Garlic has been found to increase immunity and fight both viral and bacterial infections. Include garlic in your diet as much as you’re willing to tolerate it. If you like it, even better! You can also press a clove of garlic and mix it with a teaspoon of honey to eat it right off the spoon.
The best solution however, might be Dr. Romm’s Garlic Lemonade, which is safe while breastfeeding and during pregnancy:
– Mince two cloves of garlic and drop them in a large glass jar (a mason jar would work well).
– Fill the jar with a quart of boiling water and cover for 30 minutes.
– Once the time is up, strain out the garlic and add the juice of one lemon to the garlicky water.
– Add honey to taste. For babies 6 months to a year old, replace honey with maple syrup. Not for babies under six months.
Ginger helps wage battle against viral infections, aiding with congestion, fevers, aches and pains, as well as digestive issues. Dr. Romm has a great ginger tea recipe that is safe while breastfeeding, and that can be consumed in quantities up to 2 cups daily during pregnancy:
– Steep 1 TBS of freshly grated ginger in a cup of boiling water for 10 minutes. Cover while steeping.
– After 10 minutes, add lemon and honey to taste.
– Enjoy up to 4 cups daily (again, only 2 cups daily during pregnancy).
6. Green Tea:
1-2 cups daily of green tea has been prove to prevent sinus infections, which is an infection that is commonly treated with antibiotics.
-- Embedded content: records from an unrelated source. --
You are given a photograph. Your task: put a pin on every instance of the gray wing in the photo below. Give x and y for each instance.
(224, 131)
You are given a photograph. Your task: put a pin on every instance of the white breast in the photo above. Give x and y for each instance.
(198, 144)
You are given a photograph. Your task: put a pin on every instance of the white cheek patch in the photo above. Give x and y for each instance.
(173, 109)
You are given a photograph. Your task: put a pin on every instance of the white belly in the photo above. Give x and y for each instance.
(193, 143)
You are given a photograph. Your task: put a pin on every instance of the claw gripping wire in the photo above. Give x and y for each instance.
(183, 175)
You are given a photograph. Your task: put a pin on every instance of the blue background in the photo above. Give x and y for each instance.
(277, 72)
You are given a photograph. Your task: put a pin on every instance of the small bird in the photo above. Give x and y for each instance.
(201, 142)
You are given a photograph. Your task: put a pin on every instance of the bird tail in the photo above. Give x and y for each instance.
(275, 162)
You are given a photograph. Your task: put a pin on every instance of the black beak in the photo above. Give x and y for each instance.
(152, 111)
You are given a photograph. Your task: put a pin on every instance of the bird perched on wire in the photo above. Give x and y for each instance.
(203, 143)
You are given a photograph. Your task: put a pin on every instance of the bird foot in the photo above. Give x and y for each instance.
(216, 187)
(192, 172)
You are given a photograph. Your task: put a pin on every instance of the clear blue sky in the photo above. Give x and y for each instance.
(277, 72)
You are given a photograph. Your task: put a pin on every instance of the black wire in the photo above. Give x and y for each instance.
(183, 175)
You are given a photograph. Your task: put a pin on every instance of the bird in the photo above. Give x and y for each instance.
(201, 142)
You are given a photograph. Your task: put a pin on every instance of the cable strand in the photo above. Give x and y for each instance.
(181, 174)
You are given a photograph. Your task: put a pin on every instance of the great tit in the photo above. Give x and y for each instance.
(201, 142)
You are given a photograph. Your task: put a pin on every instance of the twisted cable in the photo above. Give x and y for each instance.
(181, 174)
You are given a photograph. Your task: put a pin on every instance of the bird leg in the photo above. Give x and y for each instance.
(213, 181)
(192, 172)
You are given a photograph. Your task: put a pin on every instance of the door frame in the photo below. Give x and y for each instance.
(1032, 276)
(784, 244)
7. Umckaloabo (“Umcka” or Pelargonium):
This herb has been proven to reduce the length of colds accompanied by cough, bronchitis and sinus infections. For a tough sinus infection, you might need to take it daily for up to three weeks to get the job done.
8. Maitake Mushrooms:
These bolster the immune system and have been proven to prevent respiratory infections, such as colds accompanied by ear and sinus infections, as well as coughs. These can be taken daily in either pill or extract form.
Herbs have helped to keep Dr. Romm’s family well for over 30 years. Hopefully this list can help you to avoid conventional antibiotic use for the next 30 years and well beyond!